Puis il a eu deux ans. Assise à la cuisine à siroter mon café, je le regardais jouer aux autos dans le salon quand ça m'a frappée de plein fouet: il m'en manquait un! J'aurais dû en avoir deux petits bonshommes blonds frisés aux yeux bleus assis sur le plancher à faire des bruits de moteur en faisant rouler des petites voitures! Deux petits anges. Mais l'un d'eux était monté au ciel sans même avoir été regretté ou même été pleuré par sa propre mère. Tombé dans l'oubli. Comme si le fait d'avoir un frère vivant lui avait enlevé de l'importance à lui. D'une tristesse... C'est là que j'ai dû commencer à faire mon deuil de ce petit être qui n'avait pas eu la chance de voir le jour.

Et mon fils dans tout ça? Sentait-il un manque? Peut-être cela viendrait plus tard? Je lui dirais ou pas? Je lui dirais. Certainement avec d'autres paroles que ceux du médecin. « Tu as tué ton frère. Tu l'as comme... mangé. » Je suis outrée de ces termes. Je le serai toujours.

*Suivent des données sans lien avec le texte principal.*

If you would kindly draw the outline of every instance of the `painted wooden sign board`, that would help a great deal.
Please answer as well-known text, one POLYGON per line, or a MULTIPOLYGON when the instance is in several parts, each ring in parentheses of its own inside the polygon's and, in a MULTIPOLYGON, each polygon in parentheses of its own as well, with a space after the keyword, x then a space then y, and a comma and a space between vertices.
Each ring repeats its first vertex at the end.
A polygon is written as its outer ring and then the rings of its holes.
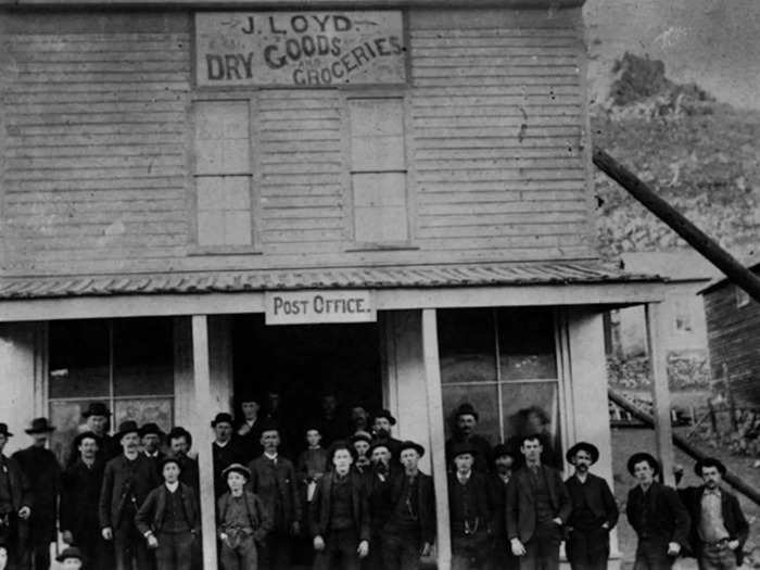
POLYGON ((370 291, 284 291, 264 295, 267 325, 373 322, 378 318, 370 291))
POLYGON ((400 11, 199 12, 199 87, 403 84, 400 11))

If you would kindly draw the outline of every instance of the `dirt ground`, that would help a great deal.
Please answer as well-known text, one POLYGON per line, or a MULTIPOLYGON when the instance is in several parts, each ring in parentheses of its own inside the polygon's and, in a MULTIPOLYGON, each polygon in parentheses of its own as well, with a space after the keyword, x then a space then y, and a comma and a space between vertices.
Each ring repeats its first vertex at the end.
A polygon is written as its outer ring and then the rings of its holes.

Mes garçons étaient identiques alors je le vois aujourd'hui de quoi il aurait eu l'air mon petit homme. Combien il aurait été beau. Encore plus difficile d'oublier alors que je peux lui associer un visage, un corps. Les premiers mois d'un enfant sont difficiles, mais jamais au point d'affirmer que c'était préférable qu'un des deux ne vive pas.

Possiblement que certaines ont vécu l'expérience d'un jumeau perdu avec plus de sérénité, ou avec un accompagnement médical plus délicat. Je l'espère. Parce que je me sens coupable d'avoir assimilé ce diagnostic de banalisation, d'avoir gelé mon cerveau avec une interprétation externe dénudée de sentiment. Comment j'ai pu? Moi, la maman?

Je ne crois pas me tromper en pensant que la société a des choses à modifier face à sa perception de la vie in-utéro et de ce lien d'attachement qui peut perdurer au-delà de la mort... Ce serait bien si la vie, sous toutes ses formes, avait un peu plus de valeur.